Um, no it isn't non toxic. It's extremly toxic to soil biota as well as to plants. If it weren't toxic, it wouldn't work. Admittedly, most of the herbicide action is because of it's phytotoxicity, which is why you get regrowth that must be retreated.
It's also darn dangerous to humans if you get it in your eyes, and I wouldn't want to handle it without gloves either.
Lots of things are toxic to insects, or various kinds of bacteria, or yeasts, that are not toxic to vertebrates. I think the questioner probably understood that a pesticide must be toxic to the pest, and probably meant to ask if vinegar would harm the plants or humans. As fallen fruit generates vinegar (probably beneficial to the plant as a natural insecticide), and many members of genus Homo use vinegar on salads, the answer would seem to be obvious.
A whole industry needs to be closed down.
This will be news to vintners who permit air to reach their wine.
See above. Nevertheless, it is not a good idea to drench the garden with acetic acid. If you have done so inadvertently, follow with a dressing of lime, which will turn it into calcium acetate, and rescue the pH.
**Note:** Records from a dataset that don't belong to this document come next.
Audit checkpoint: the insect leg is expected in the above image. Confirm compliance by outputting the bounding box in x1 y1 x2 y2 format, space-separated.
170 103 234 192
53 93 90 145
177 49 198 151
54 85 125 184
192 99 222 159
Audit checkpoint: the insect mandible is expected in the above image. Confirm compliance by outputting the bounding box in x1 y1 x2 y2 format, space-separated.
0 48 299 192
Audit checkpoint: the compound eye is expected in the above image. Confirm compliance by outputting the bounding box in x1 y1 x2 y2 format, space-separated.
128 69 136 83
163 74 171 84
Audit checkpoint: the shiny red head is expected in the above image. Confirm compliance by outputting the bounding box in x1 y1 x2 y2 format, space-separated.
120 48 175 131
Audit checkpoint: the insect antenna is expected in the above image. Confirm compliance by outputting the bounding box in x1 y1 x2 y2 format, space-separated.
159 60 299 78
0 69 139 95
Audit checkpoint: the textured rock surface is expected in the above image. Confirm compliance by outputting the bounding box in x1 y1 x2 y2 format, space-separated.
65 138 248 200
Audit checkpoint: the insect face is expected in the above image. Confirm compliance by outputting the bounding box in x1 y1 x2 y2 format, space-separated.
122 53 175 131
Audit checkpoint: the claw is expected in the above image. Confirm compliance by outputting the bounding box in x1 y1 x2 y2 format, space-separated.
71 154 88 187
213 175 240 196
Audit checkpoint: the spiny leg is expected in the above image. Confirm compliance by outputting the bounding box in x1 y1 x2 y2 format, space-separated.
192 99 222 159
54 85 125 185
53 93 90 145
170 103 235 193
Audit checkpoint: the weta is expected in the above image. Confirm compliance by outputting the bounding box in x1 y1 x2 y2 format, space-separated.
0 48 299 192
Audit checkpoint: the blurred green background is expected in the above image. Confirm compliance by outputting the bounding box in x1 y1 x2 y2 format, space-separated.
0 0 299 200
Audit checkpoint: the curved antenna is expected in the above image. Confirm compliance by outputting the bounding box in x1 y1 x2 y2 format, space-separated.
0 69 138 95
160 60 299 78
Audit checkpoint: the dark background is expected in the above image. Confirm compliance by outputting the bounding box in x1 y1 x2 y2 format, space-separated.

Whatever it says, "xx% acidity" has no meaning in the real world. The only possible intent must be "xx% acetic acid".
It is as if whiskey manufacturers would label the product "40% drunkeness" instead of "40% alcohol" or a proof rating, in the belief that semi-literate purchasers would find that more meaningful.
Calling the product e.g. "100% acid" would be like calling the rubbing alcohol "100% alcohol", and would be equally misleading and equally uninformative. Calling it "100% acidity" (or whatever number) doesn't make any sense at all, no matter how you slice it.
a word of caution if using muriatic acid (hydrochloric acid) - the description as labled probably is 20 baume (specific gravity) 20% acid by weight...use caution when using it as it will burn your skin and don't breathe in the vapors or any vapors that are emitted when or if it comes into contact with anything. very nasty stuff - it even eats up steel!!!
The stuff you put on salad is usually about 5 % acidity, which has a mass percentage of between 4.0% and 5.5% acetic acid. The stuff at Lowe's has much more acetic acid. Vinegar is a weak acid, and is relatively safe when used in low concentration (i.e., you can eat it). The 20 % acidity material will be a strong lachrymator and skin irritant. Do not use Muratic Acid, a.k.a. Hydrochloric Acid. This is a strong acid and it will do harm to you and the environment.
Belladonna is an organic alkaloid. It's from the Foxglove plant -- a gorgeous plant.
Both are useful, if used properly.
29% of modern pharmeceuticals are plant derivitatives. Used wisely, they're wonderful. Used improperly, they can kill people. *shrug*
We're doing trials here at my house using 20% acetic acid on cow parsnip, which is invasive in my area. (We call it "push' -key " which is a borrowed word from the Russian fur traders who showed up in this neighborhood about 150 years ago. The Russians married the Aleut gals, so our local dialect is full of "borrowed" words from Russia.)